Day 4 was uneventful. I worked, took a nap, and worked some more. Ha!
Day 5 is today. I'm glad. I'm just a smidge bored with the eating of the same thing every day. The shakes are good, and I have been adding some citrus oil to each one. Lime has been my favorite. I have also used lemon, tangerine, and orange. But for real, I'm ready for some food to chew on besides fruit and carrots (Just because carrots have been the only raw veg I eat totally by itself)! I have definitely used this time to plan grocery shopping from here on out, and I will be pinning lots of healthy recipes (follow me on Pinterest!).I really want to try the cauliflower "mashed potatoes". Has anyone tried that? I'm a little scared, but I like cauliflower.
One habit I have gotten into this week is water. I will continue to drink plenty of water! Good advice for all :-)
During this time that I have been doing research to learn how to build a website, I have thought about the name at length. What in the world will I call this site? I brainstormed on paper. I tried to think of catchy titles. I tried to think of rhyming words. I didn't like anything I was coming up with. I then turned to the thesaurus. I looked up synonyms for "fat". The emotional response within me when I read the words "heavy set" surprised me. Those two words brought me back to childhood, and the humiliation I felt when I was labeled as "heavy set", which was pretty much any time that clothing purchases were involved. I'm certain that the adults who referred to me as "heavy set" were trying to be kind while noticing the fatness, but I still felt like I was abnormal because of my size.
I also recall the chant "Fatty, fatty two by four! Can't get through the kitchen door!" That was in grade school. Moving up through teen years, of course there were those who made comments about my weight/size. As an adult, yep. It still happens. It happened a week ago. I was having a conversation with someone I know well. I said something like," If _________were the case right now, I would be upset!" and the response I got, with the ol' nod and wide eyes,"Yeah, you would kick my ass!" I'm not sure why some people assume that I am violent because I am fat, but they do. I've never kicked anyone's ass in my life.

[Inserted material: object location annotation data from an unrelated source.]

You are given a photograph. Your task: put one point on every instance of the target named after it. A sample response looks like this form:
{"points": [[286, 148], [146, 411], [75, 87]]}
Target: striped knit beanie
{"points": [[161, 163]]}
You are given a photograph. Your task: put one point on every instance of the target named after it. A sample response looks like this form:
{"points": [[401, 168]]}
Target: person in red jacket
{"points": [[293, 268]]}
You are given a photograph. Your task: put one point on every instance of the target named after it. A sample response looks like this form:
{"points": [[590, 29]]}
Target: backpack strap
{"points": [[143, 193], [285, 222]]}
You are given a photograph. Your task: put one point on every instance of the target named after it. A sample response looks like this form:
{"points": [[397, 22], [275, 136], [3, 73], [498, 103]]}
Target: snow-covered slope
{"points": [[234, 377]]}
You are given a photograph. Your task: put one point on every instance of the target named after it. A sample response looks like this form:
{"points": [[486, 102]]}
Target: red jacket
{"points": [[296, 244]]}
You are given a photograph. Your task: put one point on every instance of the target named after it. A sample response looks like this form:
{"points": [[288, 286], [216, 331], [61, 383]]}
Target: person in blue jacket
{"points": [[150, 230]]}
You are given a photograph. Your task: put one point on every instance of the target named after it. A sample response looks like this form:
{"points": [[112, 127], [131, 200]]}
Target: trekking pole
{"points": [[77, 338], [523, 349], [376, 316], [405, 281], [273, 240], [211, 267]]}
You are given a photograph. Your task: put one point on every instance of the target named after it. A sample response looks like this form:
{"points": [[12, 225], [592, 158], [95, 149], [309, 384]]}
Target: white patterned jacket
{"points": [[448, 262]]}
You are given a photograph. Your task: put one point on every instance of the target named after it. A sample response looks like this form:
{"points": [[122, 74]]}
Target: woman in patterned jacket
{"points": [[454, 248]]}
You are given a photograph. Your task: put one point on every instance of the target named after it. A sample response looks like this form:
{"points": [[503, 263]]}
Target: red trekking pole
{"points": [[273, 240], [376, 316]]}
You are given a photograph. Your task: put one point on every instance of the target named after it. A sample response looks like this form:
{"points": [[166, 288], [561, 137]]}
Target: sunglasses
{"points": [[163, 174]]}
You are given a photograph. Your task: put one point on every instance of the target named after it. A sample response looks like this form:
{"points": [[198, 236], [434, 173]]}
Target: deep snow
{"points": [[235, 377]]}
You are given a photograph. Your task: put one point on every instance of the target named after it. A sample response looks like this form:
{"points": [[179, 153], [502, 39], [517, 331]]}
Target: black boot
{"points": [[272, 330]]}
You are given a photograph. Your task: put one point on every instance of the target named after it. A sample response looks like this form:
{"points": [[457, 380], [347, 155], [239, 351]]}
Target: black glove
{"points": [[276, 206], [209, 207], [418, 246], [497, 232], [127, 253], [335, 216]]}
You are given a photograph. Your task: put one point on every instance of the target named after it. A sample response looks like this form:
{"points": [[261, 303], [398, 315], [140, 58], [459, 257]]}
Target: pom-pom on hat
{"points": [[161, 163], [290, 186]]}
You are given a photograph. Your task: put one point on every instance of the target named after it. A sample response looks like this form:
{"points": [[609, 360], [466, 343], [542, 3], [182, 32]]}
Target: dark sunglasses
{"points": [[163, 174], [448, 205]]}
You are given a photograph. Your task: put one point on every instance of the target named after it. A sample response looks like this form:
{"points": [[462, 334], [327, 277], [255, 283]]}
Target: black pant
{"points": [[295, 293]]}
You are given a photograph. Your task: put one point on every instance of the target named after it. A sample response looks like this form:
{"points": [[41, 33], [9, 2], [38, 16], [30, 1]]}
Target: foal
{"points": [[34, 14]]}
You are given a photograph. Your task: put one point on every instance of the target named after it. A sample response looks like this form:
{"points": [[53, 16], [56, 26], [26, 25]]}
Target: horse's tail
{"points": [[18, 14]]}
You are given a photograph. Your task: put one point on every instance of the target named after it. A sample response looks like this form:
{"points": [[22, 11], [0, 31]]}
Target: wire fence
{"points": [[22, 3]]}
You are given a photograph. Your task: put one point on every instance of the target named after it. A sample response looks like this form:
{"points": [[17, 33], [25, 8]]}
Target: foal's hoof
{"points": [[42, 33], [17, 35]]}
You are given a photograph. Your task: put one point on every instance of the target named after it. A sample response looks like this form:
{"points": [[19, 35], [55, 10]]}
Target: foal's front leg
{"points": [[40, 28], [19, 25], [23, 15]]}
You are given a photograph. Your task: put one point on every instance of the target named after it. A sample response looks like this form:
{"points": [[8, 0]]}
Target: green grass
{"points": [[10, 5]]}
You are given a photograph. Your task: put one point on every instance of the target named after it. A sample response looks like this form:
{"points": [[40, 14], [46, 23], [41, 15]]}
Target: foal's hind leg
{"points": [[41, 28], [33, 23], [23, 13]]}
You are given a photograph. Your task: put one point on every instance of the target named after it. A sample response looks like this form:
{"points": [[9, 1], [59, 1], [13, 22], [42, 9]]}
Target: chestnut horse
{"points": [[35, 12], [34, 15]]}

I wonder if I could? I'm fat, so I must be able to....right?
I don't have an unrealistic goal that my feelings will never get hurt again once I am not fat, but, my goodness, how sweet it will be to never hear those words as descriptions of me again. Heavy set. Fat. Amazon woman. Big gal. Hefty. Husky. And oh so many more.
This weight loss journey will not only be physical and behavioral, but very spiritual and emotional as well. Thanks for reading, and I hope you will be hanging out with me as I walk this path of wellness, purpose, and abundance.